Edmond Morrel, le 23 décembre 2015
« Et là je sens que je souris de toute ma bouche, de tous mes yeux, de tous mes cheveux, de tout mon corps. Et j’ai une énorme, une terrible, une folle envie de la prendre dans mes bras, et je me bats contre moi-même et contre le bonheur qui monte, je me bats pour le faire, pour la prendre dans mes bras, et je me bats pour ne pas le faire, la prendre dans mes bras, et je me dis : « Non, non, attends encore, attends encore un peu. Si tu le fais tout de suite, ce sera fait, et le bonheur de la première fois sera derrière toi, il ne sera pas devant toi comme maintenant, jouis, profite de l’idée de ce bonheur qui vient, qui n’est pas encore là, mais qui va arriver, là, maintenant, tout de suite, tantôt, plus tard. »

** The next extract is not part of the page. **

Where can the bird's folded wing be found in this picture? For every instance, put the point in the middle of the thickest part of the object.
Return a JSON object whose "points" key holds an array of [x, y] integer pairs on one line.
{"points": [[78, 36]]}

Sept nouvelles qui explorent le désir, en passant par les cases de l’interdit, de la transgression et de la volupté
Emmanuèle Sandron est traductrice littéraire. Elle co-anime TransLittérature, la revue de l’Association des traducteurs littéraires de France. Elle vit à Bruxelles. « Je ne te mangerai pas tout de suite » est sa première publication personnelle après dix ans de silence et bien davantage de traductions. Elle est l’auteur de « Le double fond », « Celtitude » et « Sarah Malcorps », tous publiés chez Luce Wilquin.